The third plantation, Ossian Hall, was built in approximately 1783 by Nicholas Fitzhugh. The house was sited at what is now the intersection of Rosslyn Road and Royston, two blocks east of here. It looked south across the fields towards Braddock road. Access to the house was off Ravensworth Road on a drive roughly corresponding to Newcastle Drive- part of the Bristow sub-division. Even today, trees exist that lined that entrance drive long before it became a sub-division. One of those trees was in my backyard growing up!
The field at this cache site was never developed. It is a cemetery but with no grave markers. Fairfax registries call it the Stuart/Custis cemetery. Fitzhugh moved out to Alexandria by 1803 and David Stuart bought it. A friend of George Washington and one of the three main planners of Washington DC, he married Eleanor Custis (widow of the son of Martha Washington) and held it until 1838.

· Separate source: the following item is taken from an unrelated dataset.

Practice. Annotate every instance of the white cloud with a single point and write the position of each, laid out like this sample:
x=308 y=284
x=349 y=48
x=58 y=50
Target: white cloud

By the start of the Civil war, it eventually lay in the hands of Francis Asbury Dickins. By 1861, the Ossian Hall plantation had 559 acres (think .9 miles by .9 miles). The Dickens had 3 slave hands and raised sheep as well as grains, corn and vegetables. In October of that year, Dickens was arrested for the first of an eventual four times during the war. Tough being a Southern Sympathizer behind the Union lines during the war!! During the Civil War, Ossian Hall was within U.S. army lines, but the Dickins family were southern sympathizers. They ultimately left home to spend the final days of the war behind Confederate lines.
After the Civil War, Francis Asbury Dickins returned to Ossian Hall and reopened his Washington law office.
Ossian Hall was a large 2-story frame house with dormers built in the Georgian style. It featured a five-bay (opening) facade with a central hallway. It was an imposing structure with a small, one-story wing that led to a 1-story portion of the house. The interior was elegantly designed with beautifully hand-carved woodwork and mantels. The large parlor featured an exquisitely carved chair rail and mantel and over mantel.




The land eventually fell to Senator Joseph L. Bristow of Kansas from 1918-1944. Senator Bristow introduced lumbering as well as farming to Ossian Hall. Bristow, wrote the 17th Amendment (direct election of Senators) and championed Women’s Suffrage.
By 1953, the house had fallen into disrepair and was burned as a training exercise by the new Annandale Volunteer Fire Department. Ossian Hall remains on their crest today. The house featured a two-story portico with a Chippendale-style roof balustrade, recalling George Washington’s Mount Vernon.